Book Synopsis Principles of Quantum Artificial Intelligence by : Andreas Wichert
Download or read book Principles of Quantum Artificial Intelligence written by Andreas Wichert and published by . This book was released on 2014 with total page 262 pages. Available in PDF, EPUB and Kindle. Book excerpt:
Book Synopsis Quantum Computing and Artificial Intelligence by : Pethuru Raj
Download or read book Quantum Computing and Artificial Intelligence written by Pethuru Raj and published by Walter de Gruyter GmbH & Co KG. This book was released on 2023-08-21 with total page 308 pages. Available in PDF, EPUB and Kindle. Book excerpt:
Book Synopsis Machine Learning with Quantum Computers by : Maria Schuld
Download or read book Machine Learning with Quantum Computers written by Maria Schuld and published by Springer Nature. This book was released on 2021-10-17 with total page 321 pages. Available in PDF, EPUB and Kindle. Book excerpt: This book offers an introduction into quantum machine learning research, covering approaches that range from "near-term" to fault-tolerant quantum machine learning algorithms, and from theoretical to practical techniques that help us understand how quantum computers can learn from data. Among the topics discussed are parameterized quantum circuits, hybrid optimization, data encoding, quantum feature maps and kernel methods, quantum learning theory, as well as quantum neural networks. The book aims at an audience of computer scientists and physicists at the graduate level onwards. The second edition extends the material beyond supervised learning and puts a special focus on the developments in near-term quantum machine learning seen over the past few years.

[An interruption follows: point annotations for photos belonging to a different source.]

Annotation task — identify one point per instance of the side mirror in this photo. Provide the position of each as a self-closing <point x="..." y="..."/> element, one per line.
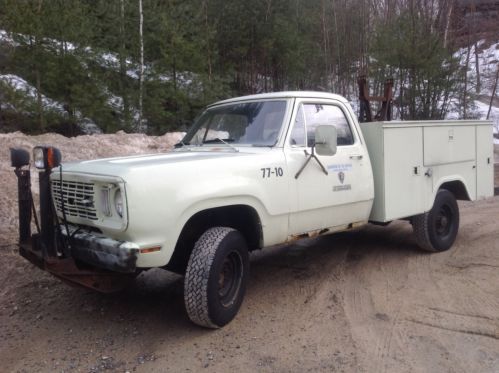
<point x="325" y="140"/>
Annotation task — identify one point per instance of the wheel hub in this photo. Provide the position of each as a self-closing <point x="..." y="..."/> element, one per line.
<point x="229" y="279"/>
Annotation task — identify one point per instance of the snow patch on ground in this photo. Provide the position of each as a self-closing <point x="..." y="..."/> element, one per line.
<point x="19" y="84"/>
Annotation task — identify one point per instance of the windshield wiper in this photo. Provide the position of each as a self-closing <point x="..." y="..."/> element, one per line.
<point x="226" y="142"/>
<point x="181" y="144"/>
<point x="265" y="145"/>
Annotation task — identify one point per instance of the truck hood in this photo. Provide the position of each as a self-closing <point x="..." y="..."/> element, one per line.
<point x="122" y="166"/>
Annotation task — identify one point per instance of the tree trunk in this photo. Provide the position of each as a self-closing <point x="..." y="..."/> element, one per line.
<point x="477" y="65"/>
<point x="141" y="72"/>
<point x="465" y="91"/>
<point x="493" y="92"/>
<point x="123" y="76"/>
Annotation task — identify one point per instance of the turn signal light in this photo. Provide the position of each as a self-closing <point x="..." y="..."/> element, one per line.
<point x="47" y="157"/>
<point x="148" y="250"/>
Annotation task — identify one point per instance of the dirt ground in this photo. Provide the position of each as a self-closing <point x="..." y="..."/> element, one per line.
<point x="363" y="301"/>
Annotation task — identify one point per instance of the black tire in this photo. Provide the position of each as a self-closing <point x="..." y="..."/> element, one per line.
<point x="216" y="277"/>
<point x="436" y="230"/>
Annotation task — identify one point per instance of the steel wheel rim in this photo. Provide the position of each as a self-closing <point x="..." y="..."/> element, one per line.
<point x="443" y="221"/>
<point x="229" y="278"/>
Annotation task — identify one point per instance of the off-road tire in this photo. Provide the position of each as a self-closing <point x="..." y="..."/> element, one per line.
<point x="210" y="300"/>
<point x="436" y="230"/>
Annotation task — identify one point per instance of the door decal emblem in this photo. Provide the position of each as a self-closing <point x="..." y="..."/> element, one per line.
<point x="341" y="176"/>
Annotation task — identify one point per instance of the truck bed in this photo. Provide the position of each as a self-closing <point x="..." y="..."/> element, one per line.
<point x="412" y="160"/>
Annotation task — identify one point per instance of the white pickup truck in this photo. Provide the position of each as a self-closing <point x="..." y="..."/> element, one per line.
<point x="252" y="172"/>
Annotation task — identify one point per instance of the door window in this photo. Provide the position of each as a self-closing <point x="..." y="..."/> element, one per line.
<point x="309" y="116"/>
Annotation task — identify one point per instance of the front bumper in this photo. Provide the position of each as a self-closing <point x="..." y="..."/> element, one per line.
<point x="101" y="251"/>
<point x="93" y="261"/>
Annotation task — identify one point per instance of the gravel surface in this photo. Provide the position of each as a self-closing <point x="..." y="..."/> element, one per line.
<point x="362" y="301"/>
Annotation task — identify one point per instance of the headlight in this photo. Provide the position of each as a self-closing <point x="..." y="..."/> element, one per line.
<point x="118" y="203"/>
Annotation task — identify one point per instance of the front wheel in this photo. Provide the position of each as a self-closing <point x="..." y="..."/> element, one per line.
<point x="436" y="230"/>
<point x="216" y="277"/>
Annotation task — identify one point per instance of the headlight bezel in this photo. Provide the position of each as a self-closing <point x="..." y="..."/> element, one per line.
<point x="118" y="203"/>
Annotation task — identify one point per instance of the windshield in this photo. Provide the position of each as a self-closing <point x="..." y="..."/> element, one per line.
<point x="248" y="123"/>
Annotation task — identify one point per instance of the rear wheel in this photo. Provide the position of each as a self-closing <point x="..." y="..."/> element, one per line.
<point x="216" y="277"/>
<point x="436" y="230"/>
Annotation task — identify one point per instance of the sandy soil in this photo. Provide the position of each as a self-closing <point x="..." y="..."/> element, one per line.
<point x="363" y="301"/>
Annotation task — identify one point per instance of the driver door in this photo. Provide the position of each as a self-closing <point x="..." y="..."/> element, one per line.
<point x="344" y="195"/>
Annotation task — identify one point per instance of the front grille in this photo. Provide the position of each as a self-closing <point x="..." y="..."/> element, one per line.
<point x="78" y="197"/>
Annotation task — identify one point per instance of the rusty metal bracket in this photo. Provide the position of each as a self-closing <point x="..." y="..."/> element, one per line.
<point x="385" y="111"/>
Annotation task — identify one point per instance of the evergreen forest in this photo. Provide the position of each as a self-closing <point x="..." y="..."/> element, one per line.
<point x="151" y="65"/>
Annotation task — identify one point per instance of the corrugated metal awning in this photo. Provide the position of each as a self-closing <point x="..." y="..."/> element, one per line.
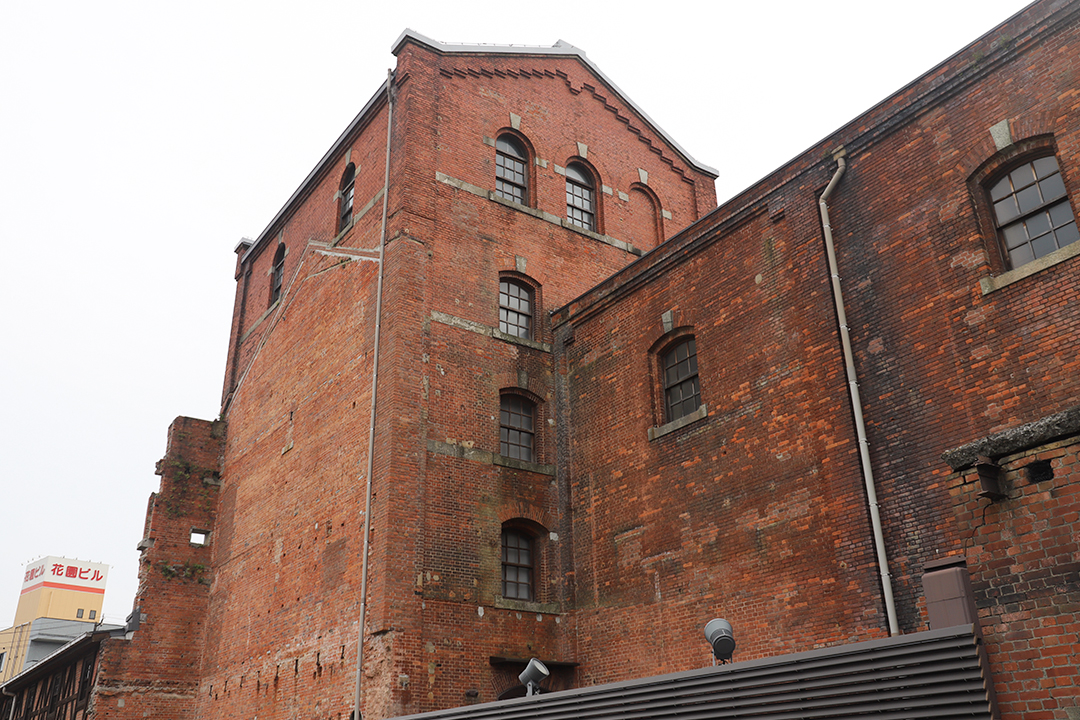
<point x="939" y="674"/>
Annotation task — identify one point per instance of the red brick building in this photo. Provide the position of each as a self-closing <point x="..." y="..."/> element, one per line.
<point x="500" y="365"/>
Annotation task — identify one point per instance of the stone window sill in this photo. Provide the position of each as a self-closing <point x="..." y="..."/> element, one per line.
<point x="1061" y="255"/>
<point x="526" y="606"/>
<point x="669" y="428"/>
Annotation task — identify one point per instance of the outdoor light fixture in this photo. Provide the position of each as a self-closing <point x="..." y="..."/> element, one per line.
<point x="532" y="674"/>
<point x="719" y="636"/>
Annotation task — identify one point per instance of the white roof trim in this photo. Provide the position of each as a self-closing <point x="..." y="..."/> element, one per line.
<point x="561" y="48"/>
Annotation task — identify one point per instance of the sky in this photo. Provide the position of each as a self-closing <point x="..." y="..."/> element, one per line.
<point x="140" y="140"/>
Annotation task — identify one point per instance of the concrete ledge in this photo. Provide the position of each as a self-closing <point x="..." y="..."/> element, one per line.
<point x="676" y="424"/>
<point x="527" y="606"/>
<point x="480" y="328"/>
<point x="1017" y="438"/>
<point x="521" y="464"/>
<point x="485" y="457"/>
<point x="1061" y="255"/>
<point x="548" y="217"/>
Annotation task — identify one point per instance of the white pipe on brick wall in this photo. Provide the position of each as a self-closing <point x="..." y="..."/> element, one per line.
<point x="375" y="383"/>
<point x="856" y="404"/>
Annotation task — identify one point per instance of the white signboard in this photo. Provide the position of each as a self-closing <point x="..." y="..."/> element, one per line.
<point x="63" y="573"/>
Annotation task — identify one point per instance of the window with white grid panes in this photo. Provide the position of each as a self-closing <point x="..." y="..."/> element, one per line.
<point x="515" y="309"/>
<point x="516" y="420"/>
<point x="511" y="160"/>
<point x="580" y="198"/>
<point x="517" y="565"/>
<point x="1031" y="212"/>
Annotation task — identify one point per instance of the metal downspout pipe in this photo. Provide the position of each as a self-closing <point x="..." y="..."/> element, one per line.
<point x="856" y="404"/>
<point x="375" y="383"/>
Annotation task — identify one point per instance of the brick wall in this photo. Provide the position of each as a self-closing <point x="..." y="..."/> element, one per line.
<point x="287" y="557"/>
<point x="1025" y="570"/>
<point x="154" y="674"/>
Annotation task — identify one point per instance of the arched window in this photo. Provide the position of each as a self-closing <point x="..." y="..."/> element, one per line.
<point x="645" y="225"/>
<point x="515" y="308"/>
<point x="580" y="197"/>
<point x="511" y="164"/>
<point x="516" y="428"/>
<point x="277" y="273"/>
<point x="682" y="389"/>
<point x="346" y="193"/>
<point x="1031" y="212"/>
<point x="518" y="565"/>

Book Synopsis Applications and Principles of Quantum Computing by : Khang, Alex
Download or read book Applications and Principles of Quantum Computing written by Khang, Alex and published by IGI Global. This book was released on 2024-01-31 with total page 510 pages. Available in PDF, EPUB and Kindle. Book excerpt: In a world driven by technology and data, classical computing faces limitations in tackling complex challenges like climate modeling and financial risk assessment. These barriers impede our aspirations to revolutionize industries and solve intricate real-world problems. To bridge this gap, we must embrace quantum computing. Edited by Alex Khang PH, Principles and Applications of Quantum Computing is a transformative solution to this challenge. It delves into the interdisciplinary realms of computer science, physics, and mathematics, unveiling the incredible potential of quantum computing, which outperforms supercomputers by 158 million times. This technology, rooted in quantum mechanics, offers solutions to global problems and opens new frontiers in AI, cybersecurity, finance, drug development, and more. By engaging with this book, you become a pioneer in the quantum revolution, contributing to reshaping the limits of what's achievable in our digital age.

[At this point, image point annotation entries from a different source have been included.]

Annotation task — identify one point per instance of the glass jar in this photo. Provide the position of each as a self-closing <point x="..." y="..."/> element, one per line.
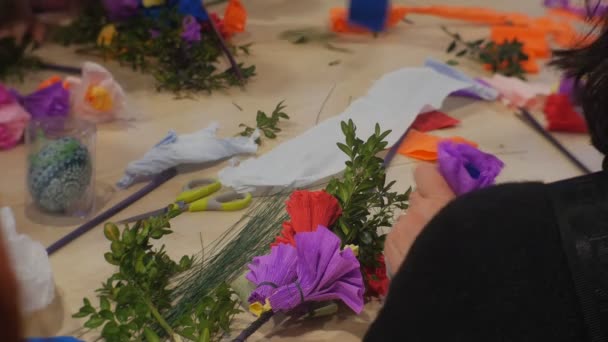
<point x="61" y="165"/>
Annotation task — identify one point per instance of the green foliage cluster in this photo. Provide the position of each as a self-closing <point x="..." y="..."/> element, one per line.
<point x="134" y="301"/>
<point x="155" y="45"/>
<point x="505" y="58"/>
<point x="267" y="124"/>
<point x="366" y="199"/>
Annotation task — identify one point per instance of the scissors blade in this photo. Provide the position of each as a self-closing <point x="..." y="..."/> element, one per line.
<point x="135" y="218"/>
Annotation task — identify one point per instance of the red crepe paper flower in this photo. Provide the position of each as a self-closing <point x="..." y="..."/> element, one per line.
<point x="308" y="210"/>
<point x="561" y="115"/>
<point x="376" y="279"/>
<point x="431" y="121"/>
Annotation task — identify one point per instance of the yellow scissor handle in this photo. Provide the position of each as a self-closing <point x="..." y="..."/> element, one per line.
<point x="198" y="188"/>
<point x="230" y="201"/>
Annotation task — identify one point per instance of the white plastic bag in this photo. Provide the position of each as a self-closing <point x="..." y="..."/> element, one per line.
<point x="31" y="265"/>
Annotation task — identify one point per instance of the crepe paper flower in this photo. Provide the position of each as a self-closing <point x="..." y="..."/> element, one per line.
<point x="423" y="146"/>
<point x="52" y="101"/>
<point x="52" y="80"/>
<point x="269" y="272"/>
<point x="107" y="35"/>
<point x="308" y="210"/>
<point x="13" y="120"/>
<point x="118" y="10"/>
<point x="561" y="115"/>
<point x="97" y="96"/>
<point x="434" y="120"/>
<point x="6" y="96"/>
<point x="377" y="279"/>
<point x="191" y="29"/>
<point x="465" y="168"/>
<point x="152" y="3"/>
<point x="194" y="8"/>
<point x="235" y="17"/>
<point x="323" y="273"/>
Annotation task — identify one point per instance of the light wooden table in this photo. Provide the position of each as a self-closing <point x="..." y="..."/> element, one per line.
<point x="300" y="75"/>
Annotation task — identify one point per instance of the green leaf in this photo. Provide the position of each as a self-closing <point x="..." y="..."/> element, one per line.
<point x="451" y="47"/>
<point x="94" y="322"/>
<point x="104" y="303"/>
<point x="110" y="230"/>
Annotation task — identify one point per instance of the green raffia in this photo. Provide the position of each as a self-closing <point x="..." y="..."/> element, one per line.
<point x="226" y="258"/>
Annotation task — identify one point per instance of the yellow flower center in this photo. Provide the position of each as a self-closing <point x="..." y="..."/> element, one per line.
<point x="258" y="309"/>
<point x="152" y="3"/>
<point x="99" y="98"/>
<point x="106" y="35"/>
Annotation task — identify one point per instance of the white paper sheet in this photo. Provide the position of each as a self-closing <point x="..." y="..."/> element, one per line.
<point x="394" y="101"/>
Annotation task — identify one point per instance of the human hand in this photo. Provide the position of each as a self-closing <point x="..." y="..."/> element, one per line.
<point x="431" y="195"/>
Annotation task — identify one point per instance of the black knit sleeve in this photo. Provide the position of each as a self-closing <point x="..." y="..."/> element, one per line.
<point x="488" y="267"/>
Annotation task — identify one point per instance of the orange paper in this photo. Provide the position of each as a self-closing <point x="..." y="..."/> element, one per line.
<point x="52" y="80"/>
<point x="235" y="17"/>
<point x="339" y="20"/>
<point x="423" y="146"/>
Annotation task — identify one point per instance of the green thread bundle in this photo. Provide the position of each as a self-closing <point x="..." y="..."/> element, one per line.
<point x="227" y="257"/>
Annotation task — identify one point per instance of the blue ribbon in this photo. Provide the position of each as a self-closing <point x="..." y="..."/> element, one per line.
<point x="370" y="14"/>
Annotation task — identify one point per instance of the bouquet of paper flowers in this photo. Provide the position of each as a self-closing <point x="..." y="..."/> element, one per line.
<point x="178" y="41"/>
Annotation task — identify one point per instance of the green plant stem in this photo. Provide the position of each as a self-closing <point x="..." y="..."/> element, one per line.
<point x="161" y="321"/>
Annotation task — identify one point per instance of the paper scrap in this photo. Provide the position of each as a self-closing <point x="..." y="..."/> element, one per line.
<point x="518" y="93"/>
<point x="434" y="120"/>
<point x="561" y="115"/>
<point x="478" y="88"/>
<point x="393" y="102"/>
<point x="424" y="146"/>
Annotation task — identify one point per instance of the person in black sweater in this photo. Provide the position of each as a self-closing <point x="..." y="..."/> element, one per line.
<point x="514" y="262"/>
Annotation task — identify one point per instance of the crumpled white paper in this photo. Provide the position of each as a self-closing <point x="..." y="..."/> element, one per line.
<point x="30" y="263"/>
<point x="196" y="148"/>
<point x="394" y="101"/>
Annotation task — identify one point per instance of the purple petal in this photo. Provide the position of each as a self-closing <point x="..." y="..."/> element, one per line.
<point x="272" y="271"/>
<point x="52" y="101"/>
<point x="466" y="168"/>
<point x="324" y="273"/>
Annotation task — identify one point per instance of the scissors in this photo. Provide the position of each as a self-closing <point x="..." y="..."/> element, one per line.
<point x="196" y="196"/>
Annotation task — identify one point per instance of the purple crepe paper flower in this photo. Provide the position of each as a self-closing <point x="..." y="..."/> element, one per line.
<point x="269" y="272"/>
<point x="323" y="273"/>
<point x="121" y="9"/>
<point x="466" y="168"/>
<point x="191" y="29"/>
<point x="52" y="101"/>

Book Synopsis Quantum Machine Learning by : Siddhartha Bhattacharyya
Download or read book Quantum Machine Learning written by Siddhartha Bhattacharyya and published by Walter de Gruyter GmbH & Co KG. This book was released on 2020-06-08 with total page 144 pages. Available in PDF, EPUB and Kindle. Book excerpt: Quantum-enhanced machine learning refers to quantum algorithms that solve tasks in machine learning, thereby improving a classical machine learning method. Such algorithms typically require one to encode the given classical dataset into a quantum computer, so as to make it accessible for quantum information processing. After this, quantum information processing routines can be applied and the result of the quantum computation is read out by measuring the quantum system. While many proposals of quantum machine learning algorithms are still purely theoretical and require a full-scale universal quantum computer to be tested, others have been implemented on small-scale or special purpose quantum devices.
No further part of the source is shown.